New rules, which The Advertiser understands will be announced Friday, mean the market operator will have the ability to reduce solar panel outputs – stopping households pushing power back into the grid. New solar panel systems would also be able to be controlled by the market operator via smart meters.

“Analysis in this report demonstrates that a severe but credible fault (in the grid) near the Adelaide metropolitan area could cause disconnection of up to half the distributed PV (solar panels) in the South Australian region,” the report says. Government sources said the issue was incredibly serious, echoing the problems that led to the statewide blackout in 2016.

A loss of power from wind farms and tripping of the interconnector to Victoria combined to collapse the stability of SA’s network and deliver the statewide blackout, a 2017 AEMO report found. The government sources said commissioning of the report had probably saved a repeat of that incident.

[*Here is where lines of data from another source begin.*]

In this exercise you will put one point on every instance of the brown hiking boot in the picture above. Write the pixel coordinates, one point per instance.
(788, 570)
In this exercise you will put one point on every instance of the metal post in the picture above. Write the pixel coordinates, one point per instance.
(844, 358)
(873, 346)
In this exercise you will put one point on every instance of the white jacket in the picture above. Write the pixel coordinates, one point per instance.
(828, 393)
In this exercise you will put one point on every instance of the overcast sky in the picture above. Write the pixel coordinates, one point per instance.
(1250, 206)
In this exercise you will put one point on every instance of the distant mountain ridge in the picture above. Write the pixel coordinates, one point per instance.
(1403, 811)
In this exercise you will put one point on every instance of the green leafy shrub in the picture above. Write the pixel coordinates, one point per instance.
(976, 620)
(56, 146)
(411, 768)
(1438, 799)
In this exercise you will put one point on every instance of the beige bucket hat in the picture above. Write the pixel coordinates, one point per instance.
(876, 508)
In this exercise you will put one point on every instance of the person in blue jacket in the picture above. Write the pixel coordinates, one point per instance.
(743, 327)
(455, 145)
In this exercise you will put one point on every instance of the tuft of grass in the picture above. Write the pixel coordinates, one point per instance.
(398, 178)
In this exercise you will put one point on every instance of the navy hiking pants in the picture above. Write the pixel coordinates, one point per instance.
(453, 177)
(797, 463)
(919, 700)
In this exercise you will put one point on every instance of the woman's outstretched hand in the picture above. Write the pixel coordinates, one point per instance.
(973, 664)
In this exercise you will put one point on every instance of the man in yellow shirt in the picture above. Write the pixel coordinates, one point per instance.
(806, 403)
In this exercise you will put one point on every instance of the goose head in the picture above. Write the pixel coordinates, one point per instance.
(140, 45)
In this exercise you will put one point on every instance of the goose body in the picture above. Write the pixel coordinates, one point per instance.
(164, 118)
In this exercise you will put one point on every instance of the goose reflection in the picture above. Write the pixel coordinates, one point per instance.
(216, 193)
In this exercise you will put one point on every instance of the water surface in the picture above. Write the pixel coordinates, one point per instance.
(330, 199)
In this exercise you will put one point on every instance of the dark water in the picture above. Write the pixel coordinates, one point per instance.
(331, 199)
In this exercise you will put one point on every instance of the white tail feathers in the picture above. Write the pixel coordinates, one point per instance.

There is already so much rooftop solar in South Australia that, at times AEMO struggles to securely manage the system. Figures from the Clean Energy Regulator show there are about 276,000 solar panel systems on SA homes – representing about 35 per cent of all dwellings in the state.

An estimated 11 per cent of small business and 24 per cent of large businesses have solar. Last year, there were times when 64 per cent of SA’s power use was from rooftop solar. The report said SA has already experienced dangerously low operational demand that is required to maintain a stable electricity grid.

Demand is expected to reduce further by spring, prompting AEMO to stress there is “an urgent need” to establish ways to increase more reliable system loads while decreasing the use of solar.
The Advertiser

OK, hands up, whose solar panels caused it this time??